Kein Puzzlespiel mehr

"Sentinel-2A ist die erste Mission, die in der Lage ist, die Erde an einem Stück komplett abzubilden", sagt Heinz Sontag, Projektleiter beim Raumfahrtkonzern Airbus Defence and Space in Friedrichshafen, wo der Satellit federführend gebaut worden ist. "Einmal eingeschaltet, läuft die Aufnahme kontinuierlich ab." Sentinel-2A unterscheidet sich damit grundlegend von anderen optischen Erdbeobachtungssatelliten. Die haben ihre Fotos nur nach Bedarf geschossen. Forscher mussten – wenn sie Bilder einer kompletten Region benötigten – die Aufnahmen hinterher mühsam zusammenpuzzeln.

Innerer Aufbau des Satelliten | Das Kernstück von Sentinel-2 besteht aus einer extrem leistungsfähigen und robusten Kamera. Die Betriebslaufzeit ist auf mindestens sieben Jahr ausgelegt.

Knapp 300 Kilometer breit ist der Streifen auf der Erdoberfläche, den die Kamera an Bord von Sentinel-2A wie ein Rasenmäher abgrast.
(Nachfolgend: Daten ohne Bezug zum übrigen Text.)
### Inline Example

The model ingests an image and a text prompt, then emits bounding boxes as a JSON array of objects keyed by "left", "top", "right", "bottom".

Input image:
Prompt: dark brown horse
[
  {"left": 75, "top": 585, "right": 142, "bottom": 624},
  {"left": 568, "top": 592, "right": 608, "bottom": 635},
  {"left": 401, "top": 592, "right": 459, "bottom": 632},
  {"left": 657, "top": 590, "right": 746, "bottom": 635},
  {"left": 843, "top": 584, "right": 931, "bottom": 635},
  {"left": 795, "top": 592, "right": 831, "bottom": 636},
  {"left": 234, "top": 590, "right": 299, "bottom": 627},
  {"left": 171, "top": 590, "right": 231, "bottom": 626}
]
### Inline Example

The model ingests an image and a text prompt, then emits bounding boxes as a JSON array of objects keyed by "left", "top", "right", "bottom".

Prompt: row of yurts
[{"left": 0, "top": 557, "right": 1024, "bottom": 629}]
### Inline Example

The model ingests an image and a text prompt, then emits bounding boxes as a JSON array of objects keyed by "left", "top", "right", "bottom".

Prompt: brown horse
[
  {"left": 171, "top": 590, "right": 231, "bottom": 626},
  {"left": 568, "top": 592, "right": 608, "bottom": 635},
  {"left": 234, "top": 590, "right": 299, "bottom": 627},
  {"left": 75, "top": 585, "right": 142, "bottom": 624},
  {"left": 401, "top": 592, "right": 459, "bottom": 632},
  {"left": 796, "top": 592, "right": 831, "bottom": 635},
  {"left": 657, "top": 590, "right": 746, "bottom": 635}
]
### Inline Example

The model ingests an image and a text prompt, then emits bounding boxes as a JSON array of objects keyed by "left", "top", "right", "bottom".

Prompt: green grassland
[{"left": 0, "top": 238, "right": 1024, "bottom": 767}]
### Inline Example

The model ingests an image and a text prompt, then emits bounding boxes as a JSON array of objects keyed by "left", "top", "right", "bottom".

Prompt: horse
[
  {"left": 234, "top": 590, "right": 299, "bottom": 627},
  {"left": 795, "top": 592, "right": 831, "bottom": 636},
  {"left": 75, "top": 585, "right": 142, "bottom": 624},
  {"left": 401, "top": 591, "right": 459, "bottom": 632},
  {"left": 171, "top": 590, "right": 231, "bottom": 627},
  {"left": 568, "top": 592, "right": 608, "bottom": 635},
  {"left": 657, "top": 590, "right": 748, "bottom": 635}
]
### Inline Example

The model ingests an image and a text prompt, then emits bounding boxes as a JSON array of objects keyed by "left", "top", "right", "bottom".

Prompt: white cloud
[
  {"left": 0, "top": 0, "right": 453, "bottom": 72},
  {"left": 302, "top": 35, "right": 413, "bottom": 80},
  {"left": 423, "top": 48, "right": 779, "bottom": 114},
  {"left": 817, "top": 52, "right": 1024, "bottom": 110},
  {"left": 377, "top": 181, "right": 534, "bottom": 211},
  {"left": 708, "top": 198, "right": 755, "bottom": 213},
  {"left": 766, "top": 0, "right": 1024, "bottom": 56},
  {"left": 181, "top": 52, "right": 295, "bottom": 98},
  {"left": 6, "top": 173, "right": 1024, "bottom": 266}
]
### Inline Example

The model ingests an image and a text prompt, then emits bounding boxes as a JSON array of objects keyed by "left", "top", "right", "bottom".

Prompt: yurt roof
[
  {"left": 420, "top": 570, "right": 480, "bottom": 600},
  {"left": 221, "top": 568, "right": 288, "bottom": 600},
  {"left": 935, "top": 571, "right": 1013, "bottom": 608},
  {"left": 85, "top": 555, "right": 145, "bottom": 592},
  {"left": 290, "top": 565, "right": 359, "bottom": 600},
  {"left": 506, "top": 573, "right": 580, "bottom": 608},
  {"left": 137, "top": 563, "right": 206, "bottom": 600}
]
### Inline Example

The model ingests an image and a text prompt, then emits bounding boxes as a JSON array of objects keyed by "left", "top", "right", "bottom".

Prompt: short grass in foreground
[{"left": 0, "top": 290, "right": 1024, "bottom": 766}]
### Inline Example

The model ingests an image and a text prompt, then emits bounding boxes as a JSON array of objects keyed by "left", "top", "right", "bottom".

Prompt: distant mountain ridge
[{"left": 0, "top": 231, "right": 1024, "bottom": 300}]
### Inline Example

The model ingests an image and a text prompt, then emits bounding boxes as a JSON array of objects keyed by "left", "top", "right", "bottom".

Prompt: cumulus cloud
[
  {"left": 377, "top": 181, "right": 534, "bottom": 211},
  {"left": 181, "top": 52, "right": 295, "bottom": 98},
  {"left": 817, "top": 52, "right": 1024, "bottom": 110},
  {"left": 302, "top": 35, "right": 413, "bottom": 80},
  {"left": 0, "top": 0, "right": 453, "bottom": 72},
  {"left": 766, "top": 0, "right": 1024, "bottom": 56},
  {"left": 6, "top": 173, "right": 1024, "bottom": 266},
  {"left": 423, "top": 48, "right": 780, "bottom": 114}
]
Seine Bahn führt den Satelliten dabei über die Pole. Da sich die Erde derweil dreht, ist der nächste abzugrasende Streifen etwas versetzt. Mindestens alle zehn Tage liefert Sentinel-2A auf diese Weise ein Bild der gleichen Region. Wenn kommendes Jahr sein Zwilling Sentinel-2B startet, der um 180 Grad versetzt um die Erde kreist, reduziert sich diese Spanne auf fünf Tage. Länder wie Deutschland werden dann sogar alle zwei bis drei Tage überflogen.

"Auf diese Weise haben wir erstmals die Möglichkeit, rasche Prozesse auf der Erdoberfläche zu erfassen und daraus zum Beispiel Prognosen für den landwirtschaftlichen Ertrag zu erstellen", sagt Bianca Hoersch, Sentinel-2A-Missionsmanagerin bei Europas Raumfahrtagentur ESA im italienischen Frascati. Aber auch langfristige Untersuchungen werden möglich: Sieben Jahre soll das Satellitenduo durchhalten, dessen Bau rund 360 Millionen Euro gekostet hat; der Treibstoff würde auch für zwölf Jahre reichen. Zudem sammelt die ESA gerade Angebote für die weit gehend identischen Satelliten Sentinel-2C und 2D, die im Anschluss starten sollen. "Damit wäre bis mindestens 2030 sichergestellt, dass wir die gleichen Messungen machen können und vergleichbare Daten bekommen", sagt Hoersch.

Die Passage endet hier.